Matthew Curling Friend (1792-1871) was an Australian inventor and public servant. He was the son of John Friend of Ramsgate and Mary Curling of the Isle of Thanet. He joined the Royal Navy as a Midshipman in July 1806 and was promoted to Lieutenant in February 1815. At the end of the Napoleonic Wars he was put on half pay. Friend then pursued scientific interests and was made a Fellow of the Royal Society in 1820. He subsequently entered Cambridge in 1822 and married Mary Anne Ford in 1826.

Like many other officers on half-pay, Friend was obliged to seek his living in the colonies to support his wife and growing family in respectable circumstances. In 1829 Friend sailed with his family as captain of . The wife and daughters of Edward Davy Wedge were on board, ultimately resulting in the marriage of Thomas Wedge with daughter Anna Maria Friend.

With his wife he stayed at the Swan River Colony from 30 January 1830 until 19 March, before leaving for Tasmania. While at the Swan River he collected mammal and bird specimens. Wanstead arrived in Hobart Town in April 1830.

He presented his collection of specimens of flora and fauna from the Australian continent at the Zoological Society in England during 1831. Friend was a member of the Royal Society of London.

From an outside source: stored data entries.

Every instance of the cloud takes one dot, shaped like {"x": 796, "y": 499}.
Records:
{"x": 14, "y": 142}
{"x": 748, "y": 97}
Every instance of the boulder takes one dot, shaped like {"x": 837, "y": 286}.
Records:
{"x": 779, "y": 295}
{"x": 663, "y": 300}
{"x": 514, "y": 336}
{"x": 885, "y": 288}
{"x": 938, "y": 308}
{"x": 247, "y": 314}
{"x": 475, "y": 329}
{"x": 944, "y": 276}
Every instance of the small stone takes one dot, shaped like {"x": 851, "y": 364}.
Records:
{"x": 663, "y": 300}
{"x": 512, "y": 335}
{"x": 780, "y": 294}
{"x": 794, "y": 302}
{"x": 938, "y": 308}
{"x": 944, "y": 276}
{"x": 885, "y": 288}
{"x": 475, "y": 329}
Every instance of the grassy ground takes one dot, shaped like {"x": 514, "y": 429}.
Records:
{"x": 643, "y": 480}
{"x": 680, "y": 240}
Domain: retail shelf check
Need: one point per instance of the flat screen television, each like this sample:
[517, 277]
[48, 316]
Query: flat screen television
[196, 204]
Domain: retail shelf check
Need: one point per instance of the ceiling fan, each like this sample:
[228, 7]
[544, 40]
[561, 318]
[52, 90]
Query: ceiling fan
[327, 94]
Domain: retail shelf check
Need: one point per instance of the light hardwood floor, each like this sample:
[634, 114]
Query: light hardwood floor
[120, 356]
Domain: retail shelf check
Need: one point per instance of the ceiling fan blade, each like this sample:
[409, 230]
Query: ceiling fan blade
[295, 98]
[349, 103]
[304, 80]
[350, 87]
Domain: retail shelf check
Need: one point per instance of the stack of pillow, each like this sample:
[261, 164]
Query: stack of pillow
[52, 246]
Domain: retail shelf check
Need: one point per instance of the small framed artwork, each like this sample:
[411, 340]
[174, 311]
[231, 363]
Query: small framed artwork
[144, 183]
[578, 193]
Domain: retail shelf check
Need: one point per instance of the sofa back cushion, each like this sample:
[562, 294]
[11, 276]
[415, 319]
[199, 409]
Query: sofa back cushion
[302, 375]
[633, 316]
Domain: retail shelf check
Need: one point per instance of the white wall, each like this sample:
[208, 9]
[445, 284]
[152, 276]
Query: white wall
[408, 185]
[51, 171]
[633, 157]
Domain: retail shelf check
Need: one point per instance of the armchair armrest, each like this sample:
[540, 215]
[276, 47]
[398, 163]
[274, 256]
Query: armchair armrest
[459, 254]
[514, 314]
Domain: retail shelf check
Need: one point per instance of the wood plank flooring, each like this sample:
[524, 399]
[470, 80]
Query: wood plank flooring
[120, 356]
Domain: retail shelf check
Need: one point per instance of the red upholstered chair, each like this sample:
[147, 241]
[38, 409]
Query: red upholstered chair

Friend arrived back in Van Diemen’s Land in 1832 with other members of his family, this time on the Norval. Friend was appointed Port Officer in Launceston in 1832 and also engaged in pastoral pursuits. Friend was involved in controversy relating to his appointment as Port Officer, and eventually won a libel action.

Friend was also at the centre of cultural and scientific life in the colony. He lectured on natural history, helped organise the first Tamar Regatta in 1830, and assisted greatly with the Launceston Horticultural Society and the local committee of the Hobart Town Launceston and Port Phillip Steam Ship Company.

Ill health and increasing blindness forced him to resign in 1852, and he and his second wife returned to England, where he died at Clevedon, Somerset, in October 1871. During his last years he continued his interest in nautical science, inventing an indicator compass and the pelorus for measuring the local magnetism in iron ships.